Media. News and press releases from across Man Group.

Results for the financial year ended 31 December 2015

24 February 2016

Key points

  • Fund under Management (FUM) up 8% to $78.7 billion (31 December 2014: $72.9 billion)
    • Gross sales of $22.9 billion (2014: $21.9 billion)
    • Redemptions of $22.6 billion (2014: $18.6 billion)
    • Net inflows of $0.3 billion (2014: net inflows $3.3 billion)
    • Investment movement of $2.4 billion (2014: $3.6 billion)
    • FX translation effects and other movements of -$3.0 billion (2014: -$4.3 billion)
    • Acquisition of Silvermine, NewSmith and the BAML fund of hedge funds portfolio completed during the first half of the year, adding $6.1 billion to FUM
  • Adjusted profit before tax (PBT) of $400 million in 2015 (2014: $481 million):
    • Net management fee profit broadly in line with 2014
    • Net performance fee profit down following a very strong year in 2014
  • Statutory PBT for the year ended 31 December 2015 of $184 million (2014: $384 million)
  • Proposed final dividend of 4.8 cents per share bringing total dividend for the year to 10.2 cents (2014: 10.1 cents)
  • Surplus regulatory capital of $453 million at 31 December 2015 (2014: $419m); $480 million pro-forma for inclusion of H2 profits and final dividend

Manny Roman, Chief Executive Officer of Man, said:

“Against a backdrop of challenging market conditions, 2015 was another year of good progress for Man Group.

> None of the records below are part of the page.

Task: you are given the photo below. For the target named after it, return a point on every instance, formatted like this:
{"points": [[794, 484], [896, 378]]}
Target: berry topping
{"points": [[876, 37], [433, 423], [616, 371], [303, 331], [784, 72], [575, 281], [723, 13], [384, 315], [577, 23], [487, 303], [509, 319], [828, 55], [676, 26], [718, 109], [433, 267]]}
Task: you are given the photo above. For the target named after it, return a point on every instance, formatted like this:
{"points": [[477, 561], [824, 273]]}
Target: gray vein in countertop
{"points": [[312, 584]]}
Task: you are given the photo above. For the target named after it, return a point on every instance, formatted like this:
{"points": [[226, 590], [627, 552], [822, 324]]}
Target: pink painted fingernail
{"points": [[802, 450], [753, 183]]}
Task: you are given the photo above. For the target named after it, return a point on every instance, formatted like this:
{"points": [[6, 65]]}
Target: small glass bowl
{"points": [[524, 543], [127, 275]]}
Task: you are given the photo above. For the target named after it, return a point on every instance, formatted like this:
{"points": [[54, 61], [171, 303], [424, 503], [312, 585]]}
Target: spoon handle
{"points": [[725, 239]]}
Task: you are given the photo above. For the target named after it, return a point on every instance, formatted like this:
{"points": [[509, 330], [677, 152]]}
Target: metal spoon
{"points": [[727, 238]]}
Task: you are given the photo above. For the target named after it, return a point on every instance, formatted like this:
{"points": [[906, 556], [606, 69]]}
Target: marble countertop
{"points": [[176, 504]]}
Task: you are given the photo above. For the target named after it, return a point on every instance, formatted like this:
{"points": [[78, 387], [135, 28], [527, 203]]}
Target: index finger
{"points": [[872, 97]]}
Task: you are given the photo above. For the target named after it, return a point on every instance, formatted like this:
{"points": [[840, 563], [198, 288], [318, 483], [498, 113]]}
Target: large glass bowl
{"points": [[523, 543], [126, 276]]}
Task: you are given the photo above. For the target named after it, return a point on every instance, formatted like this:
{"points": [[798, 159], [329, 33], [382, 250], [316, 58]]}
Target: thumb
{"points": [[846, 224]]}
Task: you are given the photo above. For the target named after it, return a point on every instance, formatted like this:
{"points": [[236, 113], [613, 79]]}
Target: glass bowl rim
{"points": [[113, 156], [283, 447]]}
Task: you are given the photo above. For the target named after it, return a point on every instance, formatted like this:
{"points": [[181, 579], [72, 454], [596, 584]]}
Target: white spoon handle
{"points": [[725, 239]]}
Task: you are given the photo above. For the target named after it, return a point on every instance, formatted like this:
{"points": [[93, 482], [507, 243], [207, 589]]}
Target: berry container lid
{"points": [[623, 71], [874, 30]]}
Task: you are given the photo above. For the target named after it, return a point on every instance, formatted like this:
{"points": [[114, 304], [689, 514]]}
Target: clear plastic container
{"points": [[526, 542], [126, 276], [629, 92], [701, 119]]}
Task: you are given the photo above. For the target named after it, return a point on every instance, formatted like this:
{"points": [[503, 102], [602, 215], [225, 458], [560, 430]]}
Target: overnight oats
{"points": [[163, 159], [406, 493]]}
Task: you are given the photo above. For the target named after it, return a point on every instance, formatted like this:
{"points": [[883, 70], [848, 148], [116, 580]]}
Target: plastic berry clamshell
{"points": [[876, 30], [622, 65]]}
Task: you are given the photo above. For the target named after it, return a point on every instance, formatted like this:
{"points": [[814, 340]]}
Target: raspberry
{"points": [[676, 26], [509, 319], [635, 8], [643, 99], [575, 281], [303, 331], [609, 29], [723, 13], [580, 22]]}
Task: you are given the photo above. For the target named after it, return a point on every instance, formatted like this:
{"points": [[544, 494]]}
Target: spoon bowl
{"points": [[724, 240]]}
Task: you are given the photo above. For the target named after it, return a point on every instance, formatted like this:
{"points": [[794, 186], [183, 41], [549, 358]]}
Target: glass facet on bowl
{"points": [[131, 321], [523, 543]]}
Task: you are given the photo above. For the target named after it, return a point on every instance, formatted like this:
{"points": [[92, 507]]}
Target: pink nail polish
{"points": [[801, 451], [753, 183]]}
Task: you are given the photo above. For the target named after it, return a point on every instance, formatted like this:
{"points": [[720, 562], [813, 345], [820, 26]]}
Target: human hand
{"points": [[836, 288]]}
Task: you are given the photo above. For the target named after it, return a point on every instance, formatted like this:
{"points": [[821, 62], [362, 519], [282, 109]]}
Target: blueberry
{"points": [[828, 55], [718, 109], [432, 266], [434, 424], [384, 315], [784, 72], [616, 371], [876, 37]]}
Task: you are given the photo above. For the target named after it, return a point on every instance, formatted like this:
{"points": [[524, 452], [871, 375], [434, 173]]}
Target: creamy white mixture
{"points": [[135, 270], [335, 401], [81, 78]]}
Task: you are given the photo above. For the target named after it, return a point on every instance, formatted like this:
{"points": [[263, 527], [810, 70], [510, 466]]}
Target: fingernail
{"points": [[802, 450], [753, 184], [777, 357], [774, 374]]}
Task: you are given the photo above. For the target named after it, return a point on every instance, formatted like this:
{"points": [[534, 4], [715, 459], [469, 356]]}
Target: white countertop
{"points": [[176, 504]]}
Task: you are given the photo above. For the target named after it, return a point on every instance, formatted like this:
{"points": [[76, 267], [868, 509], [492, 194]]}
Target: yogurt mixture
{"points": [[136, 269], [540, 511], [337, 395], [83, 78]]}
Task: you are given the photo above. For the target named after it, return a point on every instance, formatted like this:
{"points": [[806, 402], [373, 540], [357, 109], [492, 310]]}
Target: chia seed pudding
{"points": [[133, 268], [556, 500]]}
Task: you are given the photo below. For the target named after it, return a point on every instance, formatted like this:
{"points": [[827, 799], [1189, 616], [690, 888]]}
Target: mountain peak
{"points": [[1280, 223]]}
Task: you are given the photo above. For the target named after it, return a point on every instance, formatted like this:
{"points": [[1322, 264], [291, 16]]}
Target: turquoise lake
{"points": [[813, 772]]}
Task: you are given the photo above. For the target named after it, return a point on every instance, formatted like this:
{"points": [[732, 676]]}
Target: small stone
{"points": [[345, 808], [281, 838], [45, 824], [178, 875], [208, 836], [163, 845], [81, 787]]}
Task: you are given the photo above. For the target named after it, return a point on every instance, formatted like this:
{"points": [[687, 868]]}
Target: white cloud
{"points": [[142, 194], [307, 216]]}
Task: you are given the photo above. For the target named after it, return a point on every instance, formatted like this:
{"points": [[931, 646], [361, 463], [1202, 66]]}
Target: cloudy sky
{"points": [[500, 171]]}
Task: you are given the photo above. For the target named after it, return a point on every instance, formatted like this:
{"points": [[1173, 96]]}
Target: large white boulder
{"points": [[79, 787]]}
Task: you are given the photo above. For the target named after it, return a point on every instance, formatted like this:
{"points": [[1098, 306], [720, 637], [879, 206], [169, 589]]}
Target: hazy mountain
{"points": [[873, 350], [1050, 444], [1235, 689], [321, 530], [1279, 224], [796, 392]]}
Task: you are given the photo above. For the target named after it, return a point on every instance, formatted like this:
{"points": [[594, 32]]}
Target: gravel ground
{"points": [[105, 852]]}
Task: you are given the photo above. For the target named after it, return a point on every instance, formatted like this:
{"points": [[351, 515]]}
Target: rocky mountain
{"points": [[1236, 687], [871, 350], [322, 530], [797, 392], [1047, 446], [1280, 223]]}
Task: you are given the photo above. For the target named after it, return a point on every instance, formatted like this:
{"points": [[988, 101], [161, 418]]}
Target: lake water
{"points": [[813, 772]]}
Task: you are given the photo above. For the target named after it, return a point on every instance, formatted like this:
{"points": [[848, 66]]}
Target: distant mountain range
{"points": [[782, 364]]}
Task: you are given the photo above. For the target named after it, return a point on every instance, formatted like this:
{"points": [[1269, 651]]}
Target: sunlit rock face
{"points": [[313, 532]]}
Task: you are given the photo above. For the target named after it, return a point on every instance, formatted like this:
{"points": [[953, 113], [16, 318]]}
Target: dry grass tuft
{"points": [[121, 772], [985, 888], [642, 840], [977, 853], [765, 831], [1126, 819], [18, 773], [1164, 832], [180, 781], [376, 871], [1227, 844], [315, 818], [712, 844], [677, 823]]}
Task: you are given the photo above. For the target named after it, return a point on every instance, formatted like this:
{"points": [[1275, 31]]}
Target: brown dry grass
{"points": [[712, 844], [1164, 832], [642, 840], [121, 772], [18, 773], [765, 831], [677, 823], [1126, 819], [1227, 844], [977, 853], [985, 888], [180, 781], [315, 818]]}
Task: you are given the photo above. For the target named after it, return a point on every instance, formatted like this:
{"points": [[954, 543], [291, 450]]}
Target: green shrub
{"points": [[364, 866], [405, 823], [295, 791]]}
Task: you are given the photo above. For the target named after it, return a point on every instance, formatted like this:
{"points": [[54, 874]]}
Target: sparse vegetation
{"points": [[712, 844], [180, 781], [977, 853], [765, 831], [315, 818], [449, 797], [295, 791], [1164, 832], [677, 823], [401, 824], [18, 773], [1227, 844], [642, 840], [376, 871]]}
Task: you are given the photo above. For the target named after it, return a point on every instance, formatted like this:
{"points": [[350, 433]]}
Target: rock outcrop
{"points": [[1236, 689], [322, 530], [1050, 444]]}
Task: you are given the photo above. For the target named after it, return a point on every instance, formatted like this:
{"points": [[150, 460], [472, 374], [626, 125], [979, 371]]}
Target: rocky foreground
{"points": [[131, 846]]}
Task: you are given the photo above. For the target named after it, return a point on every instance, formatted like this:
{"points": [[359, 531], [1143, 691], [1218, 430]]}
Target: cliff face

We have delivered against our strategic objectives, continuing to enhance our investment capabilities through the successful integration of three acquisitions that completed in the first half of the year and the appointment of some high calibre investment managers to the firm. FUM increased by 8% driven by acquisitions and flows were slightly positive in the year with net inflows of $2.9 billion in the second half.

Looking forward, the on-going volatility in the markets in which we operate remains very challenging and, accordingly, the risk appetite of our clients might impact flows. However, we now have a more diversified offering and a range of attractive options for growth, which have strengthened the firm and enhanced our resilience as a business.”